I wouldn't be surprised if most had a harder password for their email

If we were talking about Hacker News, or other programmer-oriented website, then I'd be inclined to agree. Unfortunately, Gawker is all about lowest-common-denominator fluff, and so attracts a lot of (for lack of better term, and please don't mistake this for hubris) "normal people." Normal people don't give nearly as much consideration to these matters as we do, and I'd expect a good majority of these people use the same password (or two) for damn near everything.

It's not uncommon for even technical people to reuse the same low-level passwords across multiple sites[1], but where we understand the importance of our email accounts as being a master key, regular folk aren't always so knowledgeable.

[1] http://www.codinghorror.com/blog/2009/05/i-just-logged-in-as...

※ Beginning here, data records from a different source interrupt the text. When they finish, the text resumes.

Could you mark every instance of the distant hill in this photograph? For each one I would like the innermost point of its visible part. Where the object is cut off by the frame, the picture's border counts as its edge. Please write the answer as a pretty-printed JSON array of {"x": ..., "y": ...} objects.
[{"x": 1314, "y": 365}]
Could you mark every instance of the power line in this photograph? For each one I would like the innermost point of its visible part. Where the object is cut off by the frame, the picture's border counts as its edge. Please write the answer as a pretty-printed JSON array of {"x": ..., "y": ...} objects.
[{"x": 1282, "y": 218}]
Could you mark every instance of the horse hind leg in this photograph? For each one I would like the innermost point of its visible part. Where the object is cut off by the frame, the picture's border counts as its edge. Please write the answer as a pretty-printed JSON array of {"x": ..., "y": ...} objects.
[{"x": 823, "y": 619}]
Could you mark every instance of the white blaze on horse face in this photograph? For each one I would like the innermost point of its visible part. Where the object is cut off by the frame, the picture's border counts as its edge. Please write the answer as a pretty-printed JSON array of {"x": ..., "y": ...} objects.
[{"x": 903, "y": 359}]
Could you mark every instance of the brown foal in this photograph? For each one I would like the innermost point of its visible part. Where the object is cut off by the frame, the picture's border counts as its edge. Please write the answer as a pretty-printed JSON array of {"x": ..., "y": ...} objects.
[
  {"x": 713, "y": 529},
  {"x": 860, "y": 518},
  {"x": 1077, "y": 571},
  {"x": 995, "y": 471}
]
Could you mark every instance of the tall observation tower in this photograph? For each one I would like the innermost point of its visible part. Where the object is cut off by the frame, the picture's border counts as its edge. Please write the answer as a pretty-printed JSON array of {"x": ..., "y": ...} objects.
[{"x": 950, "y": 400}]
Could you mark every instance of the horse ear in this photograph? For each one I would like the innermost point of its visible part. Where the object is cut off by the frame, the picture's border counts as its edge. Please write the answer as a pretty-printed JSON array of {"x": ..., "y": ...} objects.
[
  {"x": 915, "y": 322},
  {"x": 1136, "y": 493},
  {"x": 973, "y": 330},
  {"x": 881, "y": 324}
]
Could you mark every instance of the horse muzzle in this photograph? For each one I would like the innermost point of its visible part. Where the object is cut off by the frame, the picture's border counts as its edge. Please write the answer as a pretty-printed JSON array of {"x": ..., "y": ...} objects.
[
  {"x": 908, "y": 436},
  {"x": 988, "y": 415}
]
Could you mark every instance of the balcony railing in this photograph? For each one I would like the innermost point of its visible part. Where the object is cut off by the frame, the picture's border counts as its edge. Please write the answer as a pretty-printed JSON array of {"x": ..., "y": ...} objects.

My favorite is always the people who go the extra length and use '12345678'.

Also, why are Jennifer and Michelle the first female names on the list? Are they just the most common names for women?

And is there a story to "monkey"?

I've got the same combination on my luggage
I got two emails today claiming to be from gawker, telling me to change my password.

Both were phishing emails that pointed to a domain in China and another in India. These guys move fast

I got a seemingly genuine email from Gawker entitled, "Gawker Comment Accounts Compromised -- Important"

Although I don't believe my email address was in the dump.

I got that as well. I'm certain my email isn't in the dump (downloaded the torrent to double- and triple-check).

I thought is was strange they used a URL shortener with an uncommon TLD (.kr) to point to the FAQ lifehacker. Seems you'd want to be as unsuspicious as possible in this situation.

I'm curious how many were 'jesus' 'bible' and/or some other obvious one.